He was speaking at the first ever Sustainable Brands Conference to be held in Africa, in Cape Town, at the weekend.

He suggested that companies move far beyond the comfort of simply “ticking boxes” on sustainability reports.

“My plea is that we think about the mode of sustainability accounting differently and recognise that if the only achievement is a contest to see how many boxes a corporation can tick in a particular column, then the endeavour for sustainability would have floundered on the sharp pencil of the accountant.”

He said many of the 193 United Nations (UN) member States which easily signed UN protocols at the point of agreement, failed to absorb the agreements into their national legislation. If they did, they were often not enforced.

“We need much better laws; we need verifiable commitment to the promises and accords and we need action and enforcement by governments,” he told several hundred delegates.

Manuel mentioned some of the threats facing the world, from overfishing to species extinction and thinning tropical forests.

“We can and should examine the rate of destruction of the ecobalances of our ocean where the consequences of illegal and unrecorded overfishing wreak havoc and where plastic pollution is both visible from outer space and present in microparticles in the digestive tracts of the seafood we consume.”

He said the challenge now was to create a strong cadre of activists and to ask pertinent questions, such as in oil-rich areas near the city of Fort McMurray, in Alberta, Canada, where a wildfire had destroyed everything in its path and displaced 100 000 people. 

There had been huge controversy when former Canadian Prime Minister Stephen Harper advocated to go ahead with the extraction of oil from the tar sands in the area, which some claimed would wreak massive environmental degradation.

“Now my hunch is that the reason why the fires are out of control is that Alberta has an exposed body of hydrocarbons, destroyed vegetation and altered water courses.

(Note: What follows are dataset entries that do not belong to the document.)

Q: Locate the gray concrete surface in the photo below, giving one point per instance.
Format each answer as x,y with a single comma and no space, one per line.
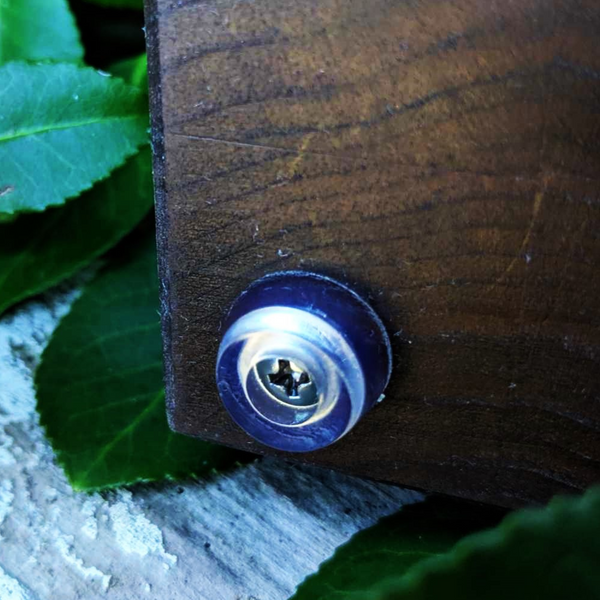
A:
251,534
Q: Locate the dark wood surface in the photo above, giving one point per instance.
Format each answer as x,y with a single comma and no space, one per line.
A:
440,156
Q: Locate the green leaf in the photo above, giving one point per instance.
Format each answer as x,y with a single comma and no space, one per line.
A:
100,384
38,30
551,553
133,71
63,127
394,544
39,250
132,4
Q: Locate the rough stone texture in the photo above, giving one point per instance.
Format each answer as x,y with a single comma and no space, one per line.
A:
253,533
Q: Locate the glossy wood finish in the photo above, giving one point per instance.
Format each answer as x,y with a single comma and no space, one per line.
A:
442,157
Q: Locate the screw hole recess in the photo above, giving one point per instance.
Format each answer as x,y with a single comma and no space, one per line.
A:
303,358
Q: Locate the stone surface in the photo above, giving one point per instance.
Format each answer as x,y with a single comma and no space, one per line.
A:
251,534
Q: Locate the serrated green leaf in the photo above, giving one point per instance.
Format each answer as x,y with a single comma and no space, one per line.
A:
133,71
394,544
62,128
39,250
551,554
100,384
38,30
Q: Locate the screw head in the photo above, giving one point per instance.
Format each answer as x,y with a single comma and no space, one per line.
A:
302,359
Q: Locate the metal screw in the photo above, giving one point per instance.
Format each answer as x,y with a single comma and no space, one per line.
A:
302,359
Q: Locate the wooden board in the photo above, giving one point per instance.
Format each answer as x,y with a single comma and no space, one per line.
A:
442,157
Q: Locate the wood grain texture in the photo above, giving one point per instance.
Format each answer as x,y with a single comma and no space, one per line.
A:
443,158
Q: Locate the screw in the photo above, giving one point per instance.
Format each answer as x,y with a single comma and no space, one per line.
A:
289,378
302,359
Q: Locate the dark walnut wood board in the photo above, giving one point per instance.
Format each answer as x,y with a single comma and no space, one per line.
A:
443,158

Where do we start to ask the questions of the oil extractors?  Do we ask when we read their glossy sustainability reports or do we factor in the devastating costs of Fort McMurray?

“What about the devastation in other parts of the world, such as the Niger Delta? What about the billions of litres of gases flared because their conversion into fuel would reduce the profits of the oil giants? Who asks these questions?”

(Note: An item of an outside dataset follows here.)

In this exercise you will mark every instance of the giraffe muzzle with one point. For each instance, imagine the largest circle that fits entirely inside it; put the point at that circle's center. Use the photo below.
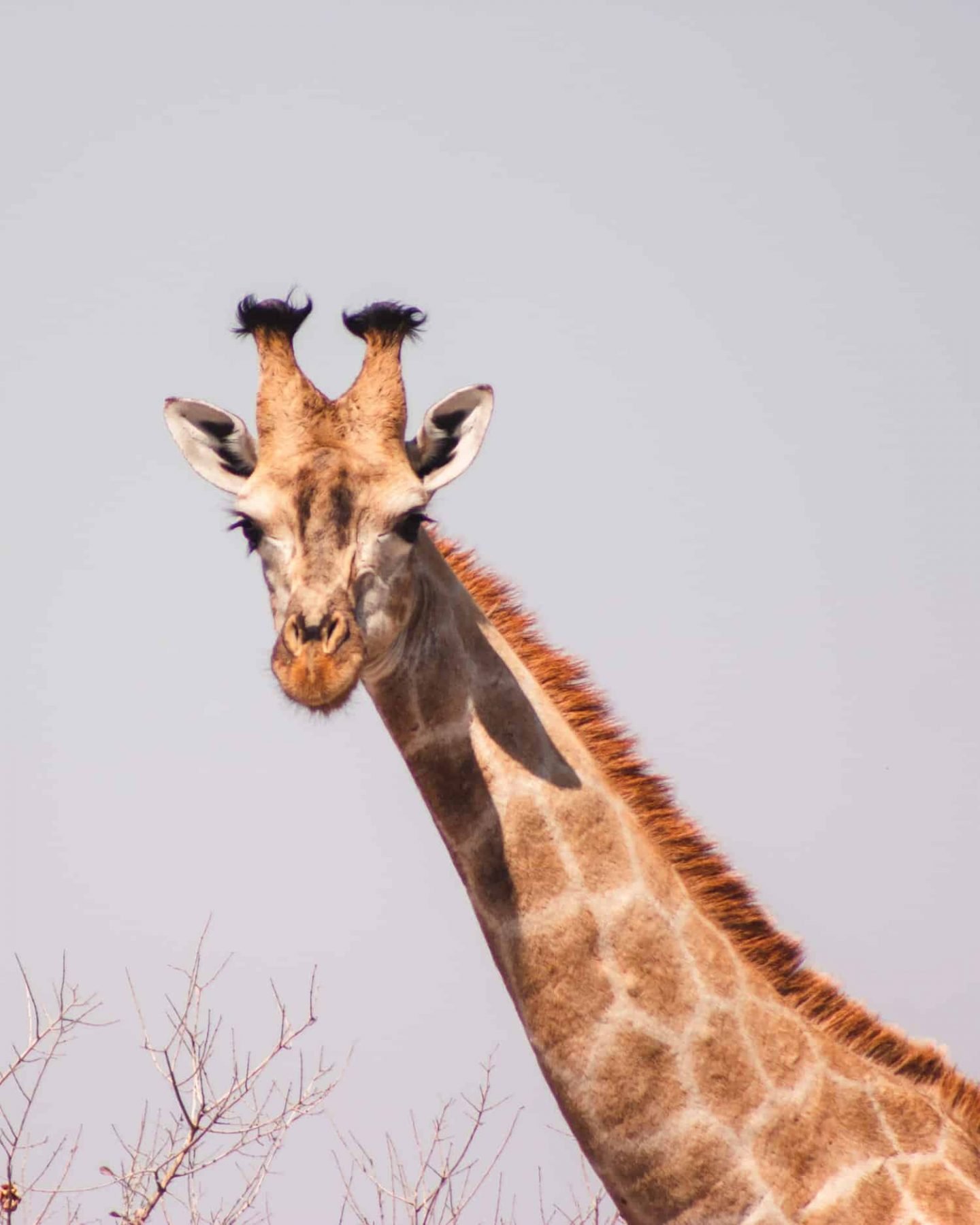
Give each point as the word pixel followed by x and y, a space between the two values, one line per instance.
pixel 318 664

Manuel cited recent cases that made headlines, such as Volkswagen’s diesel emissions saga “that shocked many of us to the core”; Mitsubishi’s admission to euphemistically “altering the results” on 25 of its models; and, more recently, the sterilisers for humidifiers produced and distributed by Reckit Benckiser, that have allegedly killed about 100 people in South Korea.

“In respect of sustainability reporting, we have to wonder what is there to believe in. However, what we cannot do is to abandon this fundamental cause,” pleaded Manuel.

“We have to broaden the discussion and take the questions of sustainability out of the boardrooms and the annual reports or the polite discussions in the developed world and ensure that everybody, but especially the poor and the young, are part of the discussion.”

Manuel, who holds a number of nonexecutive board positions, including at Old Mutual, SABMiller and Rothschild, delivered the keynote opening address at the conference which is focusing on how brands can create positive change in society.